Formal introductions were completed. The ladies seemed intrigued and pleasantly scandalized to be in the presence of a working woman and a woman policeman at that.
Sasha recovered more quickly than the placid Eirene. ‘Lily,’ she said, calling her firmly by her first name, ‘you’re very convincing. I’m only surprised you got past Foxton! And I would know about being convincing. When I escaped from Russia my disguises were every bit as effective. I became quite the expert. You’re to come to me if you need any advice on dissimulation. I’ve travelled a thousand miles being a peasant, a baker’s daughter, a babushka, a cavalryman … I’ve sliced off my hair and kicked off my heels. But the best part of it all was – no corsets! Oh, the joy of leaving them off! I haven’t put one on again since!’ She wriggled her slim shoulders under the silk wrapper and sighed with satisfaction.
‘And now Mademoiselle Chanel offers us all the same freedom,’ Lily agreed. She didn’t believe a word of this manicured and soignée little butterfly’s fairy story but she liked her insouciance.

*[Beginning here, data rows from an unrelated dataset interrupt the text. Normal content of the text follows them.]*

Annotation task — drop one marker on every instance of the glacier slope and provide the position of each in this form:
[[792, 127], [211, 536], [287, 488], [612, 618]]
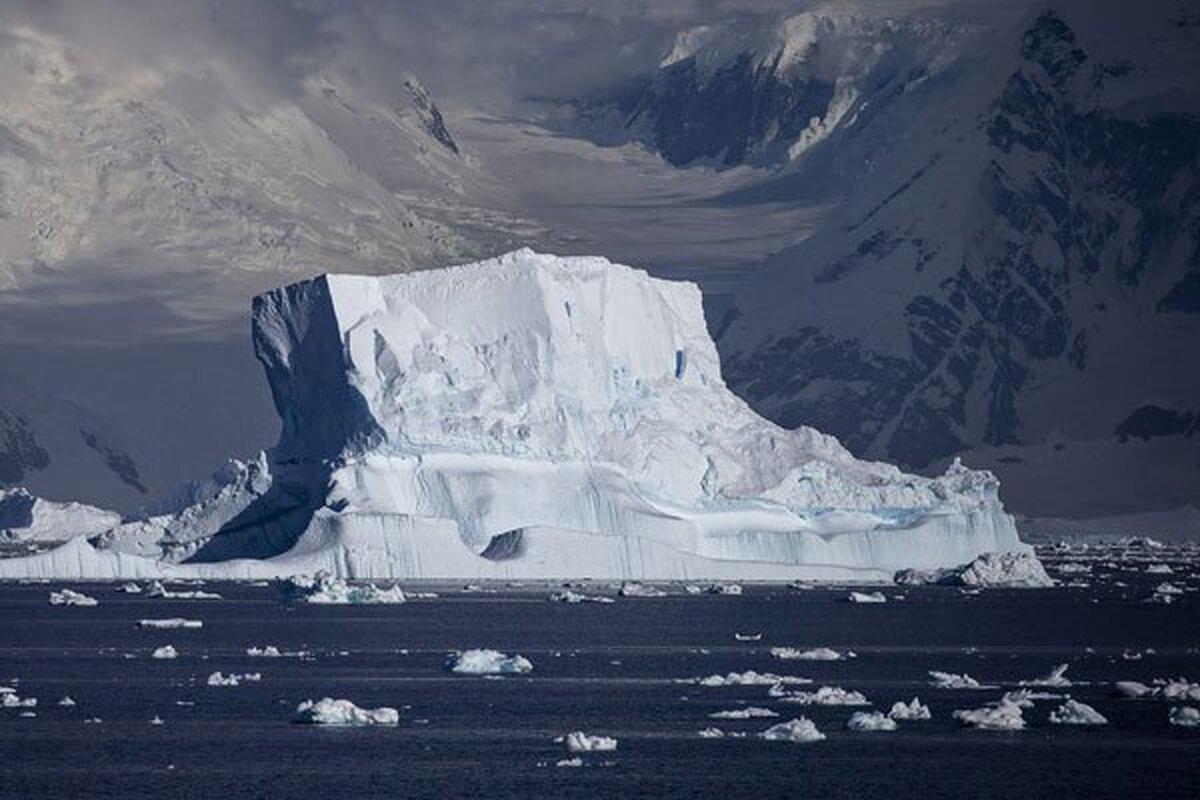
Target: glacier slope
[[531, 416]]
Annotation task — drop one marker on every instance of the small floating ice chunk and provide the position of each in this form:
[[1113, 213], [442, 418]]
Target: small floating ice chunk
[[71, 597], [870, 721], [813, 654], [173, 623], [1185, 716], [343, 713], [909, 711], [1057, 678], [750, 678], [232, 679], [581, 743], [1075, 713], [952, 680], [487, 662], [748, 713], [323, 588], [1000, 716], [828, 696], [574, 597], [801, 729]]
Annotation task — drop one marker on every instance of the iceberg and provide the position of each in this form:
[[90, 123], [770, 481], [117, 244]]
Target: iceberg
[[343, 713], [1007, 570], [581, 743], [814, 654], [529, 417], [870, 721], [748, 713], [71, 597], [1075, 713], [171, 624], [325, 589], [1185, 716], [912, 710], [487, 662], [799, 731], [1001, 716]]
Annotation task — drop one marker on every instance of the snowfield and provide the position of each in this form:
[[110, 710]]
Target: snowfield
[[531, 416]]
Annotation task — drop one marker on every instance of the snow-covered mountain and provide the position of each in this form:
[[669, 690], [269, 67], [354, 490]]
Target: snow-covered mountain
[[1009, 266], [531, 416]]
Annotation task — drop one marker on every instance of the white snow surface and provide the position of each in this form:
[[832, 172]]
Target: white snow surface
[[487, 662], [531, 416], [343, 713]]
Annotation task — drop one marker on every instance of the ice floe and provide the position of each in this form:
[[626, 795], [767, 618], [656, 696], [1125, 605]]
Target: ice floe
[[801, 729], [811, 654], [1185, 716], [1075, 713], [323, 588], [581, 743], [827, 696], [999, 716], [870, 721], [912, 710], [71, 597], [487, 662], [952, 680], [171, 623], [1056, 678], [748, 713], [573, 597], [232, 679], [750, 678], [343, 713]]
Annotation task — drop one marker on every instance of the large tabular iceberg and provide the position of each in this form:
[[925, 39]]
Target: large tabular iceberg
[[531, 416]]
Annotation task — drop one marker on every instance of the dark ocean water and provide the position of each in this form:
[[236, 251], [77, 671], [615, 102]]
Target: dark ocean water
[[605, 669]]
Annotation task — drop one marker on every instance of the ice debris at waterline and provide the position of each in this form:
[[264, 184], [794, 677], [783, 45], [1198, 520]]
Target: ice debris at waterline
[[343, 713], [529, 416], [324, 588], [487, 662]]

‘But let me warn you.’ Sasha’s roguish glint faded and her expression became more stern. A finger was raised and she wagged it at Lily. ‘As one actress to another. The moment you find the role you are playing more comforting, more alluring, or just more stimulating than the one you were born to – you are lost. Cast adrift for ever on a sea of dissatisfaction.’
‘No need to worry about me,’ Lily replied as lightly as she could. ‘Dancing with a prince was good fun but I shouldn’t much care to have to do it every day. Be on my best behaviour every moment? Apologise every time I stepped on the royal toe? No. I’d rather put on corsets again.’
‘You choose to mistake my meaning.’ Sasha’s bright eyes were full of knowledge and Lily tried not to look away. ‘Good. I conclude that you are aware of the true danger.’